To fully understand how the high-temperature ultrafine-precipitate-strengthened (HT-UPS) austenitic stainless steel responds to a sodium cooled fast reactor (SFR) relevant irradiation condition, it is proposed to utilize the transmission electron microscopy (TEM) and atom probe tomography (APT) at MaCS/CAES to quantitatively analyze the neutron irradiation induced defects such as dislocation loops, voids, radiation-induced precipitates and the RIS. TEM disk samples (as-received, 3dpa/500°C and 3dpa/500°C + ann. at 600°C) are available to this project. Complemented by the far-field high-energy X-ray diffraction microscopy (FF-HEDM) measurement at APS/ANL, the anticipated outcome from this project will provide a fundamental understanding of the irradiation effects on this material’s microstructure and microchemistry at multi-scale (nano to meso). The results will further help to understand the mechanical responses of neutron microstructure to an in-situ high energy X-ray tensile test. The project is fully aligned with the DOE-NE’s missions via supporting the advanced reactor concepts (ARC), advanced small modular reactors (aSMR), and nuclear energy advanced modeling and simulations (NEAMS) programs. The proposed period of experiment is FIB for 2 days, Tecnai TEM for 2 days, and LEAP for 4 days.The research will be completed within six months after the proposal is approved and granted instrument time.
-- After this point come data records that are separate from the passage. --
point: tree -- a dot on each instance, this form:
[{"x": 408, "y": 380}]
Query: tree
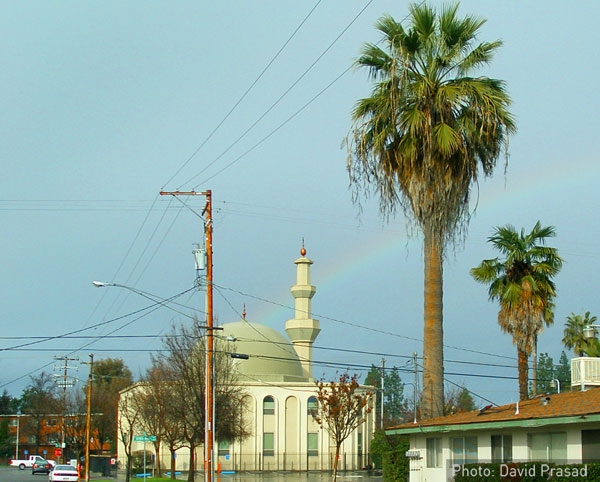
[
  {"x": 422, "y": 139},
  {"x": 185, "y": 358},
  {"x": 522, "y": 283},
  {"x": 341, "y": 408},
  {"x": 549, "y": 373},
  {"x": 38, "y": 400},
  {"x": 128, "y": 423},
  {"x": 573, "y": 337},
  {"x": 110, "y": 376},
  {"x": 546, "y": 375}
]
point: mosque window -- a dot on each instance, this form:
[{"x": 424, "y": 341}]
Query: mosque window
[
  {"x": 268, "y": 405},
  {"x": 312, "y": 444},
  {"x": 268, "y": 444},
  {"x": 312, "y": 405},
  {"x": 224, "y": 447}
]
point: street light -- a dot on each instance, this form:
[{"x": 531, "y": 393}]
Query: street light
[
  {"x": 590, "y": 331},
  {"x": 18, "y": 427}
]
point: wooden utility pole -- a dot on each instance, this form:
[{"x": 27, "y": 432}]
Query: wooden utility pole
[
  {"x": 88, "y": 420},
  {"x": 209, "y": 371}
]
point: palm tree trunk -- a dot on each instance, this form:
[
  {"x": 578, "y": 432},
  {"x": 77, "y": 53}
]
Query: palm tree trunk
[
  {"x": 523, "y": 379},
  {"x": 534, "y": 367},
  {"x": 433, "y": 347}
]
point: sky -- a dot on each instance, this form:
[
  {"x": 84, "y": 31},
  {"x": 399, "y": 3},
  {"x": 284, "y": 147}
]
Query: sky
[{"x": 105, "y": 104}]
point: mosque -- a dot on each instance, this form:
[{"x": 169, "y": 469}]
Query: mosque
[{"x": 280, "y": 394}]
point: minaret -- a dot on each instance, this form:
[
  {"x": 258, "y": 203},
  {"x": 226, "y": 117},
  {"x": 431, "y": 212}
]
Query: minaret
[{"x": 303, "y": 330}]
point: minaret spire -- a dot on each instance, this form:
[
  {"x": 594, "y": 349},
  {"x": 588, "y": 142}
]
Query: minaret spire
[{"x": 302, "y": 329}]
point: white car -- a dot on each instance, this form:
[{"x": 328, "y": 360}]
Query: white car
[{"x": 63, "y": 473}]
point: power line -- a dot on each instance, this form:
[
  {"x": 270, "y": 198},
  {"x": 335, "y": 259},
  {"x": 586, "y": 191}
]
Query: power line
[{"x": 239, "y": 101}]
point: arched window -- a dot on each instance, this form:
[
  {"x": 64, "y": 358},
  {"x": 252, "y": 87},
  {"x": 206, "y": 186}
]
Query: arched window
[{"x": 268, "y": 405}]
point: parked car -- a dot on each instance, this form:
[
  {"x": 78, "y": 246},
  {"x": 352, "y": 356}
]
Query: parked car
[
  {"x": 63, "y": 473},
  {"x": 41, "y": 467},
  {"x": 28, "y": 462}
]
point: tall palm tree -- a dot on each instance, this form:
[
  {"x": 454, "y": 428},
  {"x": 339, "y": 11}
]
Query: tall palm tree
[
  {"x": 522, "y": 282},
  {"x": 423, "y": 138},
  {"x": 573, "y": 332}
]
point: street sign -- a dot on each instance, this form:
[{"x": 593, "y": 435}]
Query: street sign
[{"x": 144, "y": 438}]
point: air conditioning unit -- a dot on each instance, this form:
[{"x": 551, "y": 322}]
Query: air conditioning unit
[
  {"x": 585, "y": 371},
  {"x": 413, "y": 454}
]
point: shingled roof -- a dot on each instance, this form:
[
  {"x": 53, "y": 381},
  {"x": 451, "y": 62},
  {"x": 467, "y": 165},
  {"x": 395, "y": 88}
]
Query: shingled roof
[{"x": 567, "y": 407}]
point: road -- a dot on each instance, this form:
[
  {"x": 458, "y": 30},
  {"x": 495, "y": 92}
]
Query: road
[{"x": 13, "y": 474}]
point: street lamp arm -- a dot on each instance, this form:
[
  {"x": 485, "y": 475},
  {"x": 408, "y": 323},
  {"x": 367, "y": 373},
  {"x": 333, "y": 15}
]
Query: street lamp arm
[{"x": 149, "y": 296}]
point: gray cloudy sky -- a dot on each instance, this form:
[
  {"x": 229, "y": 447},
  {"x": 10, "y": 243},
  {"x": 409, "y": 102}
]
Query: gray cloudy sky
[{"x": 104, "y": 104}]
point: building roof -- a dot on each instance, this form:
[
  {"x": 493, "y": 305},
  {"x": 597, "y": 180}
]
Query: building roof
[
  {"x": 567, "y": 407},
  {"x": 272, "y": 357}
]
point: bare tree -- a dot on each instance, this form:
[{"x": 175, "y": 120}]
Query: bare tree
[
  {"x": 110, "y": 375},
  {"x": 128, "y": 422},
  {"x": 185, "y": 360},
  {"x": 342, "y": 407},
  {"x": 40, "y": 400}
]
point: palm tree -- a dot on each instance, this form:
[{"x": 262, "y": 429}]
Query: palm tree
[
  {"x": 423, "y": 138},
  {"x": 573, "y": 332},
  {"x": 522, "y": 283}
]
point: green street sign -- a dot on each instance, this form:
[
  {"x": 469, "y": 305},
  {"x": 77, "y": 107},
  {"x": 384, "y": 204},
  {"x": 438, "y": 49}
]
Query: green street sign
[{"x": 144, "y": 438}]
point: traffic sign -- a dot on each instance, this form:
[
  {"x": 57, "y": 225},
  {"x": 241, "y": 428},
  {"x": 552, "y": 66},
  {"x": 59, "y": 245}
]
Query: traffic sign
[{"x": 144, "y": 438}]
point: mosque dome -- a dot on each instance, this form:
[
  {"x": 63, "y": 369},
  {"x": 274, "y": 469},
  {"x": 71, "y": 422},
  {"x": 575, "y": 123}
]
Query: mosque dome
[{"x": 271, "y": 355}]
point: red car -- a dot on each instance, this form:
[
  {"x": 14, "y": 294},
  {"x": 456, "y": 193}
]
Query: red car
[{"x": 41, "y": 467}]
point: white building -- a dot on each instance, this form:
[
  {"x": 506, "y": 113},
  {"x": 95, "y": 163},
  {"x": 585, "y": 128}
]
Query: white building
[{"x": 281, "y": 392}]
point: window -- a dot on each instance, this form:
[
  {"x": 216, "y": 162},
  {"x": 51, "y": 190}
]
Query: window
[
  {"x": 268, "y": 405},
  {"x": 268, "y": 444},
  {"x": 434, "y": 452},
  {"x": 590, "y": 446},
  {"x": 501, "y": 449},
  {"x": 224, "y": 448},
  {"x": 312, "y": 444},
  {"x": 464, "y": 450},
  {"x": 548, "y": 447}
]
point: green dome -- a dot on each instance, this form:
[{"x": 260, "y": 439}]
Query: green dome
[{"x": 271, "y": 356}]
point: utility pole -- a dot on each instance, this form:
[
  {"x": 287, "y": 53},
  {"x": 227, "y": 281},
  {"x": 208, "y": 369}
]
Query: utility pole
[
  {"x": 209, "y": 371},
  {"x": 382, "y": 388},
  {"x": 416, "y": 384},
  {"x": 88, "y": 420},
  {"x": 64, "y": 382}
]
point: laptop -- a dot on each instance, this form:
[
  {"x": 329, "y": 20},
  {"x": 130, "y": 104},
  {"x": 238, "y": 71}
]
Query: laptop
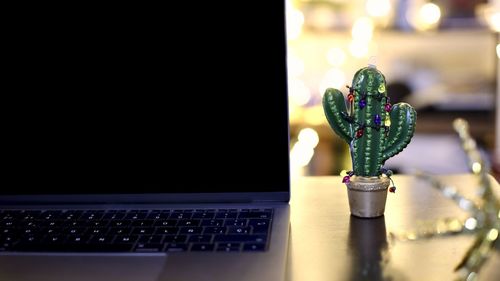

HT-UPS austenitic stainless steel has a significantly improved high temperature creep resistance, and the material has been considered as a candidate structure material for the sodium cooled fast reactor. A complete understanding of material’s microstructural changes and phase evolutions from neutron irradiation will directly benefit the nuclear materials modeling and efforts to design alloys with improved irradiation performance. This proposed research is fully aligned with DOE NE’s missions as exemplified in programs of light water reactor sustainability (LWRS), advanced reactor concepts (ARC), advanced small modular reactors (aSMR), and nuclear energy advanced modeling and simulations (NEAMS).